IT部門は、事業部門からの要求を受けてシステム開発を行う。本来であれば両者は「パートナー」として対等な立場であるはずだが、現実には組織間のパワーバランスが崩れるケースも多い。
事業部門との関係が悪化する背景
事業部門が「日々、顧客に対しているのは我々だ」という意識が強ければ、事業部門はIT部門に対して強い立場で臨もうとする。事業部門が求める納期に間に合わなかったり、思っていた以上にコストがかさんだり、障害発生頻度が多くて品質問題があったりした場合には、その傾向がさらに強くなる。
事業部門の要件定義が頻繁に変更になる場合や、無理なスケジュールで依頼された案件の場合には、IT側は頑なな態度を取る。

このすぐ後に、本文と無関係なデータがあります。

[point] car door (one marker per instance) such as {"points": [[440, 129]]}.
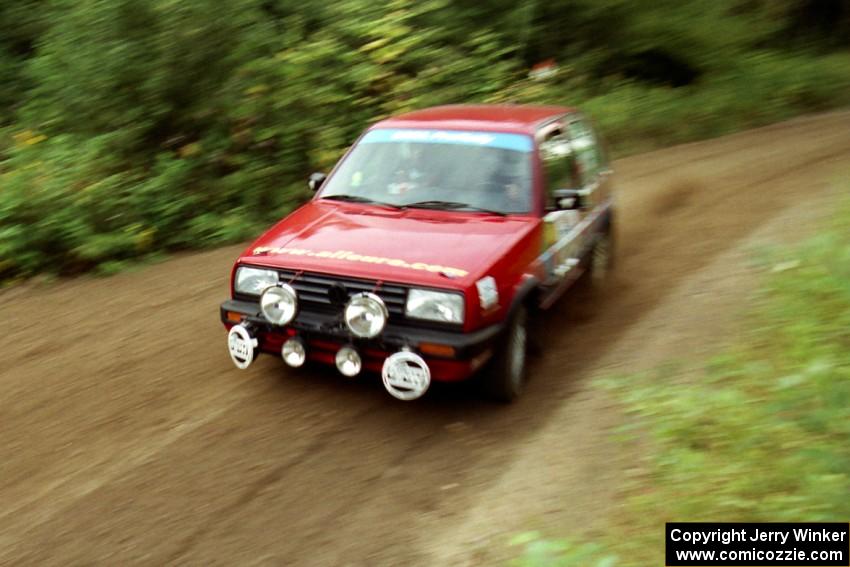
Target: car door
{"points": [[562, 244], [572, 159]]}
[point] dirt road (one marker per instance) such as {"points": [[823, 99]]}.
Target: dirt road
{"points": [[128, 436]]}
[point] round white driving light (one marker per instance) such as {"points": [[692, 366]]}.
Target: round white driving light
{"points": [[294, 353], [242, 346], [348, 362], [406, 375], [366, 315], [279, 304]]}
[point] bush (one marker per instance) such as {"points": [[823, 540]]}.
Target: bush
{"points": [[762, 436], [132, 127]]}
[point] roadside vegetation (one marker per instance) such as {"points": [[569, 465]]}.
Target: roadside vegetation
{"points": [[760, 435], [130, 128]]}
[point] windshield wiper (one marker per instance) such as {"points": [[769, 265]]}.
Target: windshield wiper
{"points": [[435, 204], [359, 199]]}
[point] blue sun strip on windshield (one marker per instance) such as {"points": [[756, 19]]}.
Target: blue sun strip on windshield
{"points": [[502, 140]]}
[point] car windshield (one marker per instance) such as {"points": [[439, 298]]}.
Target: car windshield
{"points": [[439, 169]]}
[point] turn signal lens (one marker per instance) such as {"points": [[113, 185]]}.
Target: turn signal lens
{"points": [[433, 349]]}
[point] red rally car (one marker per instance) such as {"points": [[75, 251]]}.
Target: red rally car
{"points": [[427, 248]]}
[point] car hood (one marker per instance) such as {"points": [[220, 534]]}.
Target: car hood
{"points": [[425, 247]]}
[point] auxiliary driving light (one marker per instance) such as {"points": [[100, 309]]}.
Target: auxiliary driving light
{"points": [[293, 352], [348, 362], [366, 315], [279, 304]]}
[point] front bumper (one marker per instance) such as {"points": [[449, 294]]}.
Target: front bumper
{"points": [[325, 334]]}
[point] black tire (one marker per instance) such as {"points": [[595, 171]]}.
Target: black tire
{"points": [[505, 379]]}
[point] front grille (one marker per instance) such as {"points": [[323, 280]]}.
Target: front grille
{"points": [[314, 292]]}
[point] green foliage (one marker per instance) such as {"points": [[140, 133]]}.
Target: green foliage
{"points": [[134, 127], [763, 434]]}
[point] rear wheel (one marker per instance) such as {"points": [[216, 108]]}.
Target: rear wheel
{"points": [[506, 376]]}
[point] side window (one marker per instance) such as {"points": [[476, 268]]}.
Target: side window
{"points": [[588, 154], [559, 164]]}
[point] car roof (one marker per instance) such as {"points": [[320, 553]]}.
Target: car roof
{"points": [[518, 118]]}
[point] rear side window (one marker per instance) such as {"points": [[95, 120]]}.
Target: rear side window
{"points": [[559, 164], [589, 157]]}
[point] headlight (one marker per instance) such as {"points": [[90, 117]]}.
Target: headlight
{"points": [[254, 280], [366, 315], [435, 305], [279, 304], [488, 293]]}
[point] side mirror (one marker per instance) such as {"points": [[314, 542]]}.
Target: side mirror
{"points": [[568, 199], [315, 181]]}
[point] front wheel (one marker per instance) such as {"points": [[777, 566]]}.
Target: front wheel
{"points": [[506, 377]]}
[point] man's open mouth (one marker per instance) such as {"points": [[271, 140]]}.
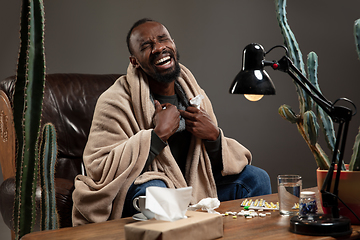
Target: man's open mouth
{"points": [[163, 61]]}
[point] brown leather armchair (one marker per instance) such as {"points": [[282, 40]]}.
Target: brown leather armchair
{"points": [[69, 102]]}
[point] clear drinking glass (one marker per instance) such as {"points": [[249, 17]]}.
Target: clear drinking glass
{"points": [[289, 188]]}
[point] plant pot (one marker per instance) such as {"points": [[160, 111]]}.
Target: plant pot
{"points": [[349, 192]]}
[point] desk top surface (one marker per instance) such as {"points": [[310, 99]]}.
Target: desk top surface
{"points": [[274, 226]]}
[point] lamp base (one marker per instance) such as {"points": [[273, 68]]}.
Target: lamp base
{"points": [[320, 225]]}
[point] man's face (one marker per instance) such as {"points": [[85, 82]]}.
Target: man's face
{"points": [[154, 51]]}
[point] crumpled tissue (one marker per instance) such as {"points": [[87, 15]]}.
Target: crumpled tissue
{"points": [[206, 204], [168, 204], [196, 101]]}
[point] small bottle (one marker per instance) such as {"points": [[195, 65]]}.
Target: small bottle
{"points": [[307, 205]]}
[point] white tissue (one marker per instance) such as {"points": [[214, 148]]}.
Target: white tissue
{"points": [[196, 101], [206, 204], [168, 204]]}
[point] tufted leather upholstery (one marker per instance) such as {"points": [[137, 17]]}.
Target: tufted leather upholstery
{"points": [[69, 102]]}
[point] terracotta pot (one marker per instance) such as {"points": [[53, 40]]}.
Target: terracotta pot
{"points": [[349, 192]]}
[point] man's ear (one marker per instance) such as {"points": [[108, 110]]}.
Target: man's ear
{"points": [[134, 61]]}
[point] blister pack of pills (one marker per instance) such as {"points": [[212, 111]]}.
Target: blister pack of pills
{"points": [[259, 204]]}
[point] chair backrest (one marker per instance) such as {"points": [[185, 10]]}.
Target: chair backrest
{"points": [[69, 103]]}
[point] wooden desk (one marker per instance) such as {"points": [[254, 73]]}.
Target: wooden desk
{"points": [[270, 227]]}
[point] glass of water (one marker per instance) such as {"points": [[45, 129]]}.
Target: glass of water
{"points": [[289, 188]]}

「頑張って無理な要求に対応してきたのに、文句を言われる筋合いはない」「原因を作ったのは事業部門のほうではないか」と主張し、事業部門の言うことを聞き入れなくなる。
「大人げない」ように見えるかもしれないが、こうなった背景には、IT部門と事業部門の間で過去から複雑なやり取りが続いてきた経緯がある。互いの信頼関係が構築されていないので、必要最低限の会話しかなくなり、どんどん関係が悪化する。
新しいビジネスやサービスを創出するのは、事業部門の役割である。しかしながら、「ITを活用した」との枕詞が付き、経営が求めるような「イノベーティブな」という形容詞が付くと、事業部門にとって難易度が高まる。ITリテラシーが欠けている場合、「何をどのように考えるべきなのか」さえ分からなくなる。
本来であればIT部門に相談すべきところだが、関係も悪化していることもあり、事業部門はIT部門を「既存のIT資産を維持・管理する組織」としか見なしておらず、相談相手としても見ていない。